ATM VE MARKET KUYRUKLARINA GİRMEDİK
SAFİYE BAYAT
-O karanlık gece hakkında ilk aklınıza gelen nedir?
Darbe haberini ilk duyduğumda aklıma gelen ilk şey şu oldu: "Bu hainler benim ülkeme nasıl savaş açabilirler?" Bu bir savaş ilanıydı. Köprüye giderken kalbimde ve yüreğimde sadece vatan sevdası ve müdafaası vardı. Bunu sadece inanan insanlar vardı. O gece hepimizde korku vardı. Bizde vatanını kaybetme korkusu vardı. Bazılarında ise açlık korkusu vardı. Market kuyruklarına girdiler. Bazılarında parasız kalma korkusu vardı. ATM kuyruklarına girdiler. Bazılarında yakıt korkusu vardı benzin kuyruğuna girdiler.
-Darbenin ikinci yılında hala darbeyi ve darbecilerin kimler olduğunu anlamayan batı medyasını ve bazı muhalefet partileri görüyoruz. Bu sizi nasıl etkiliyor?
İnanın artık hiç etkilemiyor. Ciddiye bile almıyoruz. Yaşadıklarımızı biz biliyoruz ve bunu anlamak istemeyen Batı medyasına anlamak ve onları ikna etmek durumunda değiliz.
İÇİMİZDE HİÇ KORKU YOKTU
-O geceye dönmek istiyorum. Köprüde darbeci askerlerle bir diyaloğunuz oldu. Neler konuştunuz?
Köprüde darbeci askerlerin yanına gittim. Amacım ne yaptıklarını sormaktı. "Nereye gidiyoruz, ne yapmak istiyorsunuz" dedim. İçimizde hiçbir korku yoktu. Vatan müdafaası mevzubahis olunca içimizdeki o asil kan nasıl ortaya çıkıyormuş inanın buna canlı şahit olduk.
-Ne cevap verdiler?
"Burası artık bizim kontrolümüzde, git buradan yoksa seni öldürürüz" dediler. Ben de "size geçit vermeyeceğiz, burayı terk etmeyeceğiz" dedim.
GÖZLERİNDE İHANETİ GÖRDÜM
-O hainlerin gözlerinde ne gördünüz?
Onların gözlerinden Türk askeri olduğunu anlamıştım. O Türk askeri değildi bir haindi. Türk askeri içerisine sızmış azınlık bir gruptu. Başarılı olamayacaklarını biliyordum.

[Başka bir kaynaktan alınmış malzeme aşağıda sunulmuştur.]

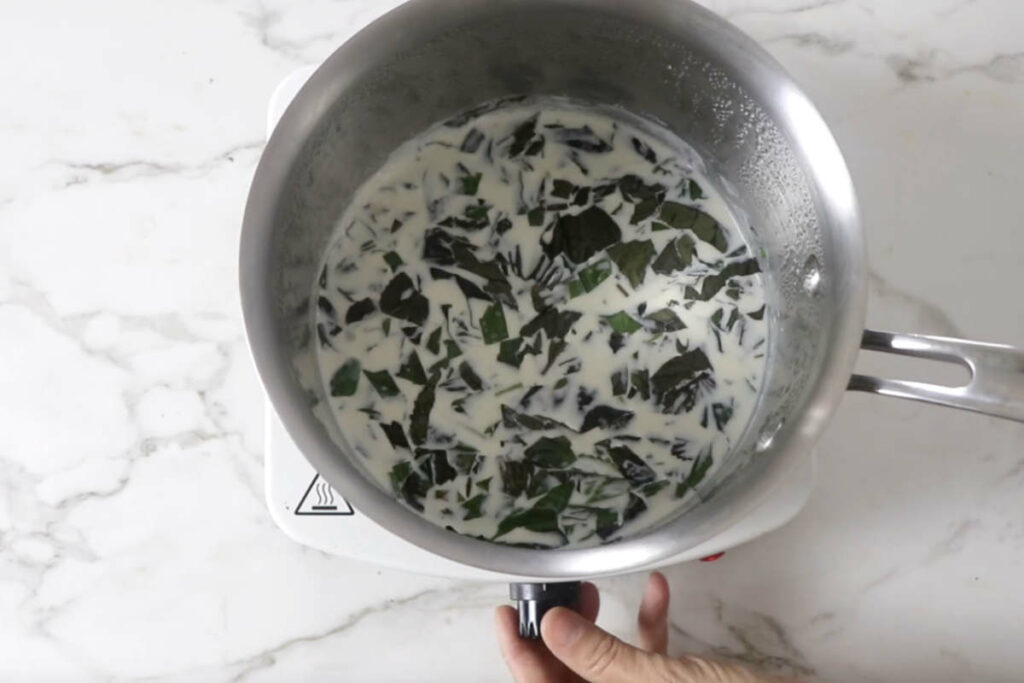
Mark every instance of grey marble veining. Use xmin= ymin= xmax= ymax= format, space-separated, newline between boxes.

-Duruşmaları da takip ettiniz. O darbecilerle yüzleştiniz. Sizi tehdit edenler ağırlaştırılmış müebbet hapis cezası aldı. Ne hissediyorsunuz
Mahkeme süresince sabahtan akşama kadar duruşma salonu kapılarında bekledik. O hainlerin aileleri "en büyük asker bizim asker" sloganları ile karşıladı. Halkına kurşun sıkan o hainlerin yüzlerinde en ufak bir pişmanlık yoktu.
DURUŞMALARDA EN UFAK PİŞMANLIK YOKTU
-Karar duruşmasında neler yaşandı?
Bizi tahrik etmek için sanık ve sanık yakınları elinden geleni yaptı. Üzerimize cisimler attılar, küfür ettiler. Biz tahrik olmadık. 250 şehit var, parçalanmış cesetler var. İnsan başını öne eğer değil mi? Hayır hala haklı olduklarına inanıyorlar. Büyük bir cüretle şehit yakınlarına ve gazilere hakaret ediyorlar. Ne pişmanlık ne de utanma duyguları var.
44 KİŞİNİN BIRAKILMASI BİZİ ÜZDÜ
-Darbe girişiminin üzerinden tam iki yıl geçti. Hainlerin birçoğu ömrünün kalan kısmını cezaevinde geçirecek. Ne hissediyorsunuz?Verilen kararlar elbette yüreklerimize su serpti. Ben serbest bırakılanlarla ilgili birkaç şey söylemek istiyorum. Bize hakaret etmeyi sürdürdüler. "Biz artık özgürüz, siz burada oturmaya devam edin" dediler. 44 kişinin serbest bırakılmasına çok üzüldük.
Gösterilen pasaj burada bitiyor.